Audio: How does it sound?

While the audio of this disc will not exactly bring the house down, it’s a very solid mix. In one of the opeing scenes, Tom plays the piano and the dynamics of it sounds absolutely great. Later on he is playing the piano again and it’s equally as impressive. Dialogue is free of distortion and sounds very well-balanced, and surround effects, while few are far between do the job and make this soundtrack sound all the better. Again, this soundtrack isn’t something to show off your system with, but it’s a good, solid soundtrack that does it’s job and makes the movie all the more interesting.

Supplements: What are the extras?

Paramount is finally getting into the Special Edition game.
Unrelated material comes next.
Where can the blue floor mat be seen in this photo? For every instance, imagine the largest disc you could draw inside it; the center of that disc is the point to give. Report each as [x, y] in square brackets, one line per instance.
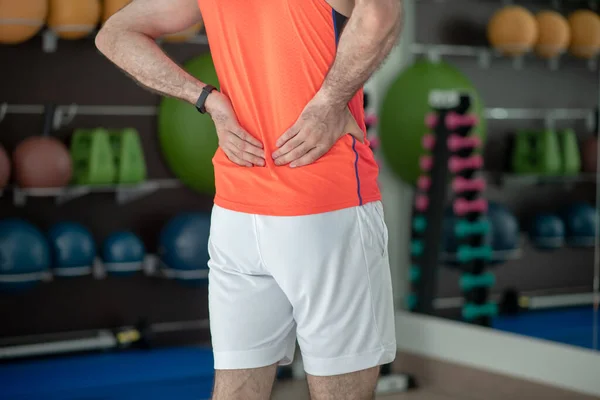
[573, 326]
[178, 373]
While they stated off slow, they have been adding more and more “Special Edition” titles to their lineup, though the words have never graced the covers of their DVD’s. The Talented Mr. Ripley features, above all, a feature length commentary track with the director of the movie, Anthony Minghella. The commentary, while informative, is a bit slow compared to some of the other tracks out there that have more than one person narrating. Still, it’s a nice touch and is better to have than not to have on the disc. Also included is a featurette and a few music videos, while unpopular music to most, it’s another nice touch. Lastly, a documentary on the making of the soundtrack is included and it’s almost as important to watch as it is to listen to the commentary, as we learn that music is very important to the director. All in all, Paramount has put out a very nice edition here, and it being a very popular movie should pave the way for more Special Editions to come. Nice work.